Con tener una idea no alcanza. De eso, mucho sabemos quienes transitamos el mundo emprendedor y, tras tropezones y caídas, advertimos que las ideas deben protegerse.
Picasso decía que si “un artista copia, un gran artista roba”. Incluso el autor Austin Kleon en su libro “Roba como un artista” te enseña para “enseñarte a robar sustraer ideas con guante blanco y como un artista”a la vez que, revela una frase icónica: “Nada es original”. ¿Qué podemos decir entonces de nuestras ideas? ¿Cuándo y cuánto realmente nos pertenecen?
Elizabeth Gilbert, la misma escritora que nos encandiló con “Comer, rezar, amar”, en otro de sus libros “Libera tu magia” cuenta algo así como que las ideas están girando constantemente en el universo y si no las atrapas y trabajas por concretarlas, otro lo hará por vos.
Es que hay un momento indicado para cada idea y una oportunidad de hacerla tuya y trabajarla. No la concretas vos, lo hace otro.
Ambos libros que refiero además se los recomiendo, porque me parecieron fascinantes. ¿Pero cómo se ligan estos dos libros con el Derecho? Quizás, ambos refieran a ideas y las ideas que no se registra no se protegen.
El Derecho siempre pide pruebas concretas para expedirse, y eso es así también en el mundo de las ideas. Mientras una idea está en abstracto, no está protegida por el Derecho.
¿Cómo hacer entonces? Bueno, ese consejo que te dio tu mamá de no cuentes nada hasta que no lo concretes, tiene algo de superstición o de intuición materna pero además tiene mucho de jurídico.
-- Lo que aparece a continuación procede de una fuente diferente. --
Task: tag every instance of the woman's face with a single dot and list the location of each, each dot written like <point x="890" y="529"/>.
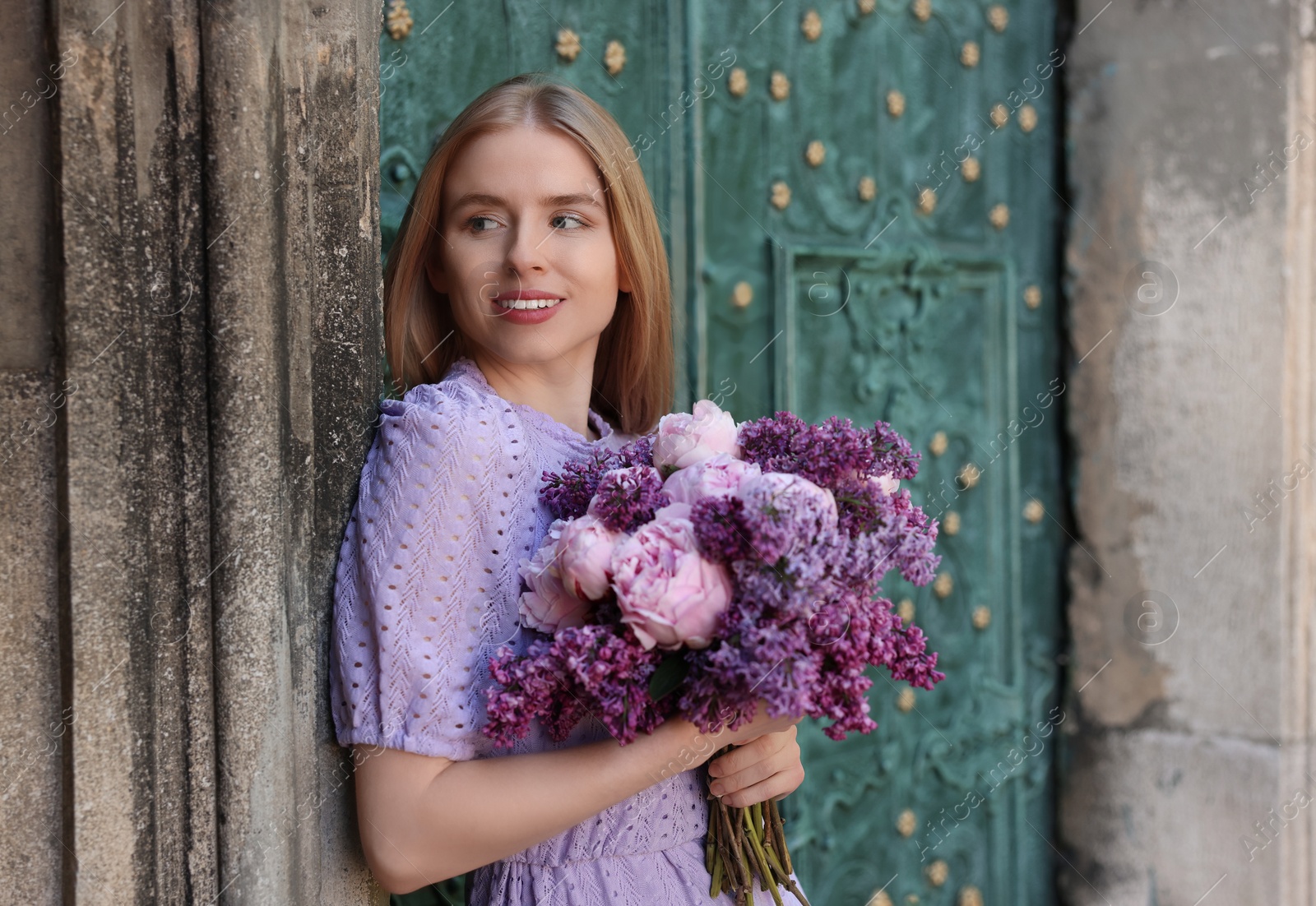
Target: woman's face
<point x="524" y="210"/>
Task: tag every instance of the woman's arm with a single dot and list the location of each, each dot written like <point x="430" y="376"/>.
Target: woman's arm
<point x="424" y="818"/>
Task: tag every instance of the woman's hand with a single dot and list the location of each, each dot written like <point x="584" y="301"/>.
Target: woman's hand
<point x="767" y="767"/>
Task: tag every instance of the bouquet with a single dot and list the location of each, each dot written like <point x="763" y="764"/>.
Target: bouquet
<point x="711" y="564"/>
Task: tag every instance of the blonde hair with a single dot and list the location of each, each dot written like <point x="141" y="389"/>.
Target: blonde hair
<point x="633" y="371"/>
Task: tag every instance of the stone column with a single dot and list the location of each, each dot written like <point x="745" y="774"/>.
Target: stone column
<point x="1193" y="159"/>
<point x="202" y="320"/>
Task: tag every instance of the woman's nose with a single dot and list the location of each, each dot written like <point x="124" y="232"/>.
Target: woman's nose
<point x="526" y="252"/>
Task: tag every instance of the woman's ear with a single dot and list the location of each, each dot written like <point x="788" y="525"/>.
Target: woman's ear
<point x="623" y="276"/>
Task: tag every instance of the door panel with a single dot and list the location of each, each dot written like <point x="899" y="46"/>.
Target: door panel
<point x="927" y="298"/>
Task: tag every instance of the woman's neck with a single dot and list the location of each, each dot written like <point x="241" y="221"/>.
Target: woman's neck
<point x="559" y="390"/>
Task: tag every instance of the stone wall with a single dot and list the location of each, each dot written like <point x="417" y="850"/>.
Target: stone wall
<point x="190" y="358"/>
<point x="1191" y="150"/>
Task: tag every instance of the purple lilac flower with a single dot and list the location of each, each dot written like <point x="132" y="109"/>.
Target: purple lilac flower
<point x="627" y="497"/>
<point x="806" y="621"/>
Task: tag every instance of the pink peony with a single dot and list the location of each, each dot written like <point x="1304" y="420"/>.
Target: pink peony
<point x="684" y="440"/>
<point x="669" y="594"/>
<point x="585" y="552"/>
<point x="717" y="476"/>
<point x="888" y="484"/>
<point x="549" y="605"/>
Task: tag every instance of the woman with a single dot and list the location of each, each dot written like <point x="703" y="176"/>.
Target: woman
<point x="528" y="311"/>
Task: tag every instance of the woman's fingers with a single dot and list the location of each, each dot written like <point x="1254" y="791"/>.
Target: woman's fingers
<point x="765" y="768"/>
<point x="772" y="788"/>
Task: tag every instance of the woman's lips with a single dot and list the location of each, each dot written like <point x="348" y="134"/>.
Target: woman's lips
<point x="526" y="315"/>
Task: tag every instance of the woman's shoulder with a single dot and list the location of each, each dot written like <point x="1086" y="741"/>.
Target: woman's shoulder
<point x="449" y="405"/>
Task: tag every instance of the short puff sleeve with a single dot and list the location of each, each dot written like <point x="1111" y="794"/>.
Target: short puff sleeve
<point x="425" y="588"/>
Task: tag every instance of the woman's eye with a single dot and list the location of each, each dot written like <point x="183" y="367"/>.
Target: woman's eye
<point x="578" y="221"/>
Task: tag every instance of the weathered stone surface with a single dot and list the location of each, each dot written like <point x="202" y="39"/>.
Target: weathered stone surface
<point x="1181" y="416"/>
<point x="214" y="338"/>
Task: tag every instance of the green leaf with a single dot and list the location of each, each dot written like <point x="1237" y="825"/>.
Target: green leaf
<point x="669" y="675"/>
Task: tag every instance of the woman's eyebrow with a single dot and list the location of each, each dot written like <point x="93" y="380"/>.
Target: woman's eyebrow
<point x="548" y="201"/>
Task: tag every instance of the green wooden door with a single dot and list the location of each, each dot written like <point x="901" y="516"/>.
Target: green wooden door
<point x="859" y="208"/>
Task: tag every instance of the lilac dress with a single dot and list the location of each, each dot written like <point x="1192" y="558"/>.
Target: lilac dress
<point x="427" y="590"/>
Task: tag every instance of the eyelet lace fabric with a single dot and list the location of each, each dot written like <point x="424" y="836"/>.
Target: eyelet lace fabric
<point x="427" y="592"/>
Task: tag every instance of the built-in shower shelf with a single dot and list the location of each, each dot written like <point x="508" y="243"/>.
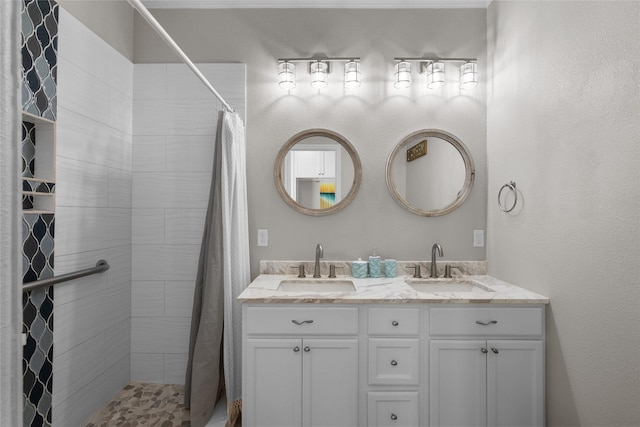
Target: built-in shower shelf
<point x="38" y="164"/>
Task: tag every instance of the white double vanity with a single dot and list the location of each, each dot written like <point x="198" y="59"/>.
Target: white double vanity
<point x="465" y="351"/>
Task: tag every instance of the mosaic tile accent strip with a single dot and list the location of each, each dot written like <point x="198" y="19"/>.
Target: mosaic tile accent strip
<point x="37" y="364"/>
<point x="39" y="57"/>
<point x="28" y="149"/>
<point x="38" y="186"/>
<point x="144" y="404"/>
<point x="35" y="187"/>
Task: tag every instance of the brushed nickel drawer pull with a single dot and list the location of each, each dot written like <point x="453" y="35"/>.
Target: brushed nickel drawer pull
<point x="490" y="322"/>
<point x="302" y="323"/>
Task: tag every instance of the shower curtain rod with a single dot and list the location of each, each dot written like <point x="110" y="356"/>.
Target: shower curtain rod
<point x="142" y="10"/>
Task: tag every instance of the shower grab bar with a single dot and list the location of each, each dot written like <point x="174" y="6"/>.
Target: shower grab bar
<point x="101" y="266"/>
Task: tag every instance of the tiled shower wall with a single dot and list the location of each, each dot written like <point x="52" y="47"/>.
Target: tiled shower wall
<point x="174" y="128"/>
<point x="93" y="221"/>
<point x="39" y="29"/>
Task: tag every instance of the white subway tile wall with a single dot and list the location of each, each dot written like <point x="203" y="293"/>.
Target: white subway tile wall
<point x="92" y="339"/>
<point x="174" y="126"/>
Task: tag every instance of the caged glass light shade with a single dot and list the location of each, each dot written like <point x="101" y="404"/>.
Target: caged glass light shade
<point x="352" y="75"/>
<point x="468" y="75"/>
<point x="319" y="74"/>
<point x="402" y="75"/>
<point x="287" y="75"/>
<point x="435" y="75"/>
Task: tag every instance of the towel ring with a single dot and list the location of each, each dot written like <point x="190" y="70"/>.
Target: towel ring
<point x="511" y="186"/>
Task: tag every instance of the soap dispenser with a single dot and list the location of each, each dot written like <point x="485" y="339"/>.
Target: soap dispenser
<point x="375" y="268"/>
<point x="359" y="269"/>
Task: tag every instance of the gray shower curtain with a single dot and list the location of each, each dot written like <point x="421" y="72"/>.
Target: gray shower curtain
<point x="215" y="346"/>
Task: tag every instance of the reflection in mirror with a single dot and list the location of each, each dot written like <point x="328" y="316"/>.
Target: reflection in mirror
<point x="317" y="172"/>
<point x="430" y="172"/>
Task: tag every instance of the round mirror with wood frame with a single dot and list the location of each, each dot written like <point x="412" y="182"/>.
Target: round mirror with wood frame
<point x="317" y="172"/>
<point x="430" y="172"/>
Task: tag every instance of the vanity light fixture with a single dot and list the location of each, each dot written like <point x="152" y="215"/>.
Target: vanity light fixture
<point x="435" y="74"/>
<point x="352" y="74"/>
<point x="468" y="75"/>
<point x="402" y="75"/>
<point x="319" y="70"/>
<point x="434" y="69"/>
<point x="287" y="75"/>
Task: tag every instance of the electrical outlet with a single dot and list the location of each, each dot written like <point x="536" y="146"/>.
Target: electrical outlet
<point x="263" y="237"/>
<point x="478" y="238"/>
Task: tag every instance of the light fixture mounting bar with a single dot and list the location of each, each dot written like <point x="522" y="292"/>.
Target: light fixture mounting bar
<point x="346" y="59"/>
<point x="427" y="60"/>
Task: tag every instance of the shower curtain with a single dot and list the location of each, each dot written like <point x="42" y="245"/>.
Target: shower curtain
<point x="215" y="346"/>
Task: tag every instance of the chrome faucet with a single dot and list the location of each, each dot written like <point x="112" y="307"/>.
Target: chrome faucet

Comienza a concretar tu idea para que pueda tener protección en el mundo de la Propiedad Intelectual. Si es un modelo de negocio: redacta un manual, detalla los procesos para llevarlo a cabo, genera un ISBN (), como un libro.
Si lo que quieres proteger es una marca o un logo, busca primero en redes y en el INPI a ver si podés registrarla.
Hay varios institutos en este mundo que protegen de distintas formas a diversas creaciones de la mente. Marcas, derecho de autor, patentes de invención, modelos y diseños. Pero no puedo ir al INPI o a la Dirección de Derecho de Autor a contarles el cuento de mi creación.
Una breve conclusión es que las ideas se trabajan, para concretarlas, como así también para poder defenderlas.